Настя затихла, и они молча улеглись спать.
С утра слышался за стеной торопливый стрекот швейной машины, точно пилил сверчок, и от этих назойливых звуков звенело в ушах. Мария собиралась идти на почту, но хозяйка кликнула ее к себе.
В пестром бумазейном халате, сметанном на живую нитку, Фаина Львовна стояла перед овальным зеркалом и, поворачиваясь всяко, оглядывала себя — каково сидит на ней халат.
На столе у швейной машины лежал отрез зеленого шелка — чужой заказ.
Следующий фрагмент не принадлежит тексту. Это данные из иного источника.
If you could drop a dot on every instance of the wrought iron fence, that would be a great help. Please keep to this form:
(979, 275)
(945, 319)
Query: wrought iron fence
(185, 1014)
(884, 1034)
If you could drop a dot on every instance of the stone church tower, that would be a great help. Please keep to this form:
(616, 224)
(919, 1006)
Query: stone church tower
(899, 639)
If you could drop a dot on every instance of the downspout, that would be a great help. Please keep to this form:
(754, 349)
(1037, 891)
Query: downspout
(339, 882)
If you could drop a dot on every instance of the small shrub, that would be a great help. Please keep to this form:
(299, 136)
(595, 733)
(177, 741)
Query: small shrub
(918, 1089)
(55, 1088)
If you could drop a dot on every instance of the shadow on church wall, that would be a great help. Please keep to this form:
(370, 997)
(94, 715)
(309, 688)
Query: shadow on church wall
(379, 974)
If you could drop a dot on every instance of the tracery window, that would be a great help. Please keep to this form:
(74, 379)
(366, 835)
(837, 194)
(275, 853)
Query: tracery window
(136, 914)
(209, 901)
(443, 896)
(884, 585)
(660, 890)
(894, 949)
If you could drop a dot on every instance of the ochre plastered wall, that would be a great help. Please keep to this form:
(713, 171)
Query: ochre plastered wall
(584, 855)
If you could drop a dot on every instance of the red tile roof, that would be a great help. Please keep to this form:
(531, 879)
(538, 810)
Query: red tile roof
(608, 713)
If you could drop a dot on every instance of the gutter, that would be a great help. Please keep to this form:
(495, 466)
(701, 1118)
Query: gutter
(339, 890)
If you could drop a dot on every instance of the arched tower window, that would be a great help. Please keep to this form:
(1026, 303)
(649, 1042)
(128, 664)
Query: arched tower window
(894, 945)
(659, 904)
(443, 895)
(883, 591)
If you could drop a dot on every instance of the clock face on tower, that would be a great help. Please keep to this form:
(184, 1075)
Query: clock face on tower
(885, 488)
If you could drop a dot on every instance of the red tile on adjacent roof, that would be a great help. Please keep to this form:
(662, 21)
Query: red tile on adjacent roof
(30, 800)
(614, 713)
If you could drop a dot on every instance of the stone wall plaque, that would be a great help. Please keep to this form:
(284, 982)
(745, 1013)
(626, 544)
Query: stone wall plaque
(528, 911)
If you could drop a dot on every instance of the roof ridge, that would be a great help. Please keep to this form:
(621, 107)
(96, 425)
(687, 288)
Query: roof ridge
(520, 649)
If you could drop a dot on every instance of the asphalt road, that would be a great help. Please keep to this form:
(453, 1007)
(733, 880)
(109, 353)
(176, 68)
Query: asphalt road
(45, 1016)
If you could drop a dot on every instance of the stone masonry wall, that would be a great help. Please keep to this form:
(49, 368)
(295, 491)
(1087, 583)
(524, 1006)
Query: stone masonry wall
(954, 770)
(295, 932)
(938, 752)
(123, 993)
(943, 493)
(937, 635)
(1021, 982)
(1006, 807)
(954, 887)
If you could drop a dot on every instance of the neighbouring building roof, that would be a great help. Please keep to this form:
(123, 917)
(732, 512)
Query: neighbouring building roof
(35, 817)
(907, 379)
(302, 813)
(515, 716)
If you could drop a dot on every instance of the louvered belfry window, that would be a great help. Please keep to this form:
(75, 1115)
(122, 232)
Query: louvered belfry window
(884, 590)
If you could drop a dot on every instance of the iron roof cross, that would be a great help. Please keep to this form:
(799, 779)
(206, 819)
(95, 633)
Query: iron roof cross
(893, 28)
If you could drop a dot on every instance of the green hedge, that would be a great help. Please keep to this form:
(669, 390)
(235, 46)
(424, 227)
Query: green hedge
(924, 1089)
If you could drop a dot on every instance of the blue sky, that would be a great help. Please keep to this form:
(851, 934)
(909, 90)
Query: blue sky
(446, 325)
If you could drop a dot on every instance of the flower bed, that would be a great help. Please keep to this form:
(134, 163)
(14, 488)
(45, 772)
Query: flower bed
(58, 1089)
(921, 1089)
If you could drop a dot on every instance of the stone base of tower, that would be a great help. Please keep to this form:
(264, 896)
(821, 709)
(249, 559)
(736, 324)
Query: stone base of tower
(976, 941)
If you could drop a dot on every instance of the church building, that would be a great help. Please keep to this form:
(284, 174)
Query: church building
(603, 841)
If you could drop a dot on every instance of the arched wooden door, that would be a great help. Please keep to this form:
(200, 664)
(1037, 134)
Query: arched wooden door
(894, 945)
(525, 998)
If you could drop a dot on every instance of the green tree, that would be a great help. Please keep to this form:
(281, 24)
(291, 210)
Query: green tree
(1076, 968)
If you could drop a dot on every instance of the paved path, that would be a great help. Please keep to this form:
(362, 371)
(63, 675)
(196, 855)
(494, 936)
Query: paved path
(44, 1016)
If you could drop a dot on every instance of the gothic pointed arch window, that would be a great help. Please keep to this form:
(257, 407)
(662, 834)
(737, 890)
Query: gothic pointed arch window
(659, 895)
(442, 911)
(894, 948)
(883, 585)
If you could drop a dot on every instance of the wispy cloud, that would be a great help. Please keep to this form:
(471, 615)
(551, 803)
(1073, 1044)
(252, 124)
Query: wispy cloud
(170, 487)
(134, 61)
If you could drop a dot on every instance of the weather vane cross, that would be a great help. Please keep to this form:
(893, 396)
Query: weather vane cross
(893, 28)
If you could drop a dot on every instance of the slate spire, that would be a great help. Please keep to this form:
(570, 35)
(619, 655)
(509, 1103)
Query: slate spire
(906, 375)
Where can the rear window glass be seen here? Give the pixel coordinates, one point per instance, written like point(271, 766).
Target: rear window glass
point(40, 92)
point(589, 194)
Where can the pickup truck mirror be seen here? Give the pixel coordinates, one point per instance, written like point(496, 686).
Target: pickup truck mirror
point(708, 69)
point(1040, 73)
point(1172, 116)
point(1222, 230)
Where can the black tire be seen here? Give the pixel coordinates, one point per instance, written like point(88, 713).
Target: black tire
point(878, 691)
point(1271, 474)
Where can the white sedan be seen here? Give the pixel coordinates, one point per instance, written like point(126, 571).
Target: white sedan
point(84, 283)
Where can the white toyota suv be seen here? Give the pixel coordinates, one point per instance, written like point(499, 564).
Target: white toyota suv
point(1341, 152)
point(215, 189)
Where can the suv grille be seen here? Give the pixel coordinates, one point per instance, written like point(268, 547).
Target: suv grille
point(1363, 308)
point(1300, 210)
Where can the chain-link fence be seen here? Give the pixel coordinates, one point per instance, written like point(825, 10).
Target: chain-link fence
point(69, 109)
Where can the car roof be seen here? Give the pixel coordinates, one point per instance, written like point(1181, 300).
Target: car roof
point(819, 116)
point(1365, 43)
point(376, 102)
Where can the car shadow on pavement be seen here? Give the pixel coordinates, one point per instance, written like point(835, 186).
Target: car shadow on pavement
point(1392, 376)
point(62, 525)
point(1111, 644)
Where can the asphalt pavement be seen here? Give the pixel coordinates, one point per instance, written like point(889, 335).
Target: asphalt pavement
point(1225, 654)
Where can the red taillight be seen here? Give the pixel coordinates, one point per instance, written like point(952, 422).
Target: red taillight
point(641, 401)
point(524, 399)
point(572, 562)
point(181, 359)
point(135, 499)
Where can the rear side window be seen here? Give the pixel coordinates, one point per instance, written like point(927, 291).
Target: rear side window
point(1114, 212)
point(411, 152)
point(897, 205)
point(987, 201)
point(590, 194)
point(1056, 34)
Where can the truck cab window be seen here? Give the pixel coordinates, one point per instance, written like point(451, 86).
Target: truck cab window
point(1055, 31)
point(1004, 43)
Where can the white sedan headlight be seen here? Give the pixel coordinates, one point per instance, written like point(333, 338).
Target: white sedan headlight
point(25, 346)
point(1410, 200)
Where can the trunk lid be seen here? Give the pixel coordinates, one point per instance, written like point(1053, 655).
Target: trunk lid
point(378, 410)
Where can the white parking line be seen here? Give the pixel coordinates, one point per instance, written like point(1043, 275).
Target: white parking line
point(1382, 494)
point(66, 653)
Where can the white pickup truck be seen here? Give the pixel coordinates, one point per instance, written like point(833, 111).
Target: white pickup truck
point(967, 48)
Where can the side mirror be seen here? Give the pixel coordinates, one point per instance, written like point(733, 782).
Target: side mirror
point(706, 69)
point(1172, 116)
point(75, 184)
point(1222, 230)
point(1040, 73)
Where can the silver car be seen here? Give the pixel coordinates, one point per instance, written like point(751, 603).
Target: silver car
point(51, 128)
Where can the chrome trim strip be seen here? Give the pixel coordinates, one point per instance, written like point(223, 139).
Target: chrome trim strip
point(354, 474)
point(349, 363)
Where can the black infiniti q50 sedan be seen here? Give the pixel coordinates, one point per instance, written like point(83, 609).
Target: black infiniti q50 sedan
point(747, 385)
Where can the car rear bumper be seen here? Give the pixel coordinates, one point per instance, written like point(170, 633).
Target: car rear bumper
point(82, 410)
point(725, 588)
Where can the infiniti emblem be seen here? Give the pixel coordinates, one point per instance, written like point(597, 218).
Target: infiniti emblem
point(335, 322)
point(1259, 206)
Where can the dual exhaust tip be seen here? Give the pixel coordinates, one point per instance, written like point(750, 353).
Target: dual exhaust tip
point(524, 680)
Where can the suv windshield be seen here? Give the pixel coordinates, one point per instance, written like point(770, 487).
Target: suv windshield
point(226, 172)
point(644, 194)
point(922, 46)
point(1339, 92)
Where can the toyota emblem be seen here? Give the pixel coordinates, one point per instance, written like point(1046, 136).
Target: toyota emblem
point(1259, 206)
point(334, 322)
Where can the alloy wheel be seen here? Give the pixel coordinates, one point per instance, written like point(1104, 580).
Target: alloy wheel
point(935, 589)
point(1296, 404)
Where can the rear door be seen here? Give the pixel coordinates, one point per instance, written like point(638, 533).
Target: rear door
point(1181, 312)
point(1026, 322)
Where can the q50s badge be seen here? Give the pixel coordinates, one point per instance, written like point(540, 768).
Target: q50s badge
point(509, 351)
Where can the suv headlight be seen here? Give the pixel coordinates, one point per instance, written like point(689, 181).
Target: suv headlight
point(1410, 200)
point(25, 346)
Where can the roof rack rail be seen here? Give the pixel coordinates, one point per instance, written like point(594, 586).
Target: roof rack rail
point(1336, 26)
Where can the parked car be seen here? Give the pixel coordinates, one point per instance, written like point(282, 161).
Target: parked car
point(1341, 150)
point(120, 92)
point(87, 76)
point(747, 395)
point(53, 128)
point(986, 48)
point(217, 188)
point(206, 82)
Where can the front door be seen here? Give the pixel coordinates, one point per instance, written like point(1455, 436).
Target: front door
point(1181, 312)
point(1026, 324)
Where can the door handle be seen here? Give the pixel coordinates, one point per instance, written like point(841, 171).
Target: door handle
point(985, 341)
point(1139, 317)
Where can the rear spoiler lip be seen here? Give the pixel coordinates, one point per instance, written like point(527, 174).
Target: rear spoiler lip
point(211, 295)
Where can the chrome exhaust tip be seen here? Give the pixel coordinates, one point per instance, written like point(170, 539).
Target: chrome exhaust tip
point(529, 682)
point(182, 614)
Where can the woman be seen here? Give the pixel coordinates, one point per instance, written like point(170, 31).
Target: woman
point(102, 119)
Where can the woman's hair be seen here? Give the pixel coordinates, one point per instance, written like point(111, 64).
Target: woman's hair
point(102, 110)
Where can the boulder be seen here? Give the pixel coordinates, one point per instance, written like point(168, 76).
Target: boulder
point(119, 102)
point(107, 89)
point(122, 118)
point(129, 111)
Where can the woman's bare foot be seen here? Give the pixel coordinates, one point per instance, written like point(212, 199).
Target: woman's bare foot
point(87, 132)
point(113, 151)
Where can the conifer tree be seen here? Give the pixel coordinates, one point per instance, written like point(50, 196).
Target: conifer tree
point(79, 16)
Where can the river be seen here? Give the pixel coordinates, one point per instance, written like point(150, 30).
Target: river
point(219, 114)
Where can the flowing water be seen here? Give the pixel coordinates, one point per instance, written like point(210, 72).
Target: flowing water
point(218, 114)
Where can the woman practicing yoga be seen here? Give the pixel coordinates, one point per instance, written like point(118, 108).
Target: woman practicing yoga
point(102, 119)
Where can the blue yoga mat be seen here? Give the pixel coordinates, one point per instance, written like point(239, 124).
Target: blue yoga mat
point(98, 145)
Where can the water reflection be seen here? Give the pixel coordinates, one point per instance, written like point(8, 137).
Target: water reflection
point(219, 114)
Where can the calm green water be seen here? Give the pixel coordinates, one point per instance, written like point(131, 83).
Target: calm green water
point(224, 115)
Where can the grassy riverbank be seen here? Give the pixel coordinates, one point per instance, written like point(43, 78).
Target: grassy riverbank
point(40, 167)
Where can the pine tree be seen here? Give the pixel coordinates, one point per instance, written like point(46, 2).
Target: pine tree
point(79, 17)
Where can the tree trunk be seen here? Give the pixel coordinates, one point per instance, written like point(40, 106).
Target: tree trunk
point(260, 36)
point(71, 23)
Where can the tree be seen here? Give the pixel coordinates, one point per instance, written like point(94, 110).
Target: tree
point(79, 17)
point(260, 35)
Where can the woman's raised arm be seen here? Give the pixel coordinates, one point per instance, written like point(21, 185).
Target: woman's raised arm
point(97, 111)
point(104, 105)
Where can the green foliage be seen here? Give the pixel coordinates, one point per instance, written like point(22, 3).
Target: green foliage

В комнате все было прибрано, чисто и ничто не напоминало о вчерашних гостях.
— Посмотри, детка… сзади не подрезать?
Подол немного был длинен и перекошен, под мышками было много складок и на правом плече тянуло.
Хозяйка сняла халат и, оставшись в лифчике и широчайших розовых панталонах, взгромоздилась опять на стул.
— Одна скучала вчера? — грубоватым, почти мужским голосом спросила Фаина под мерный стрекот машины.
— Нет, не скучала… Я читала.
— Но я не по-ни-маю, — развела руками Фаина, откачнувшись на спинку стула, и круглые темные брови ее на узком покатом лбу переломились и поползли вверх. — Не понимаю, детка, убей меня бог!.. Ну как это можно? Красивая девочка — и сидит целыми днями одна… Ну, а жить когда? Ну, а почему не побыть в подходящей компании? Ну, я не по-ни-маю, убей меня бог!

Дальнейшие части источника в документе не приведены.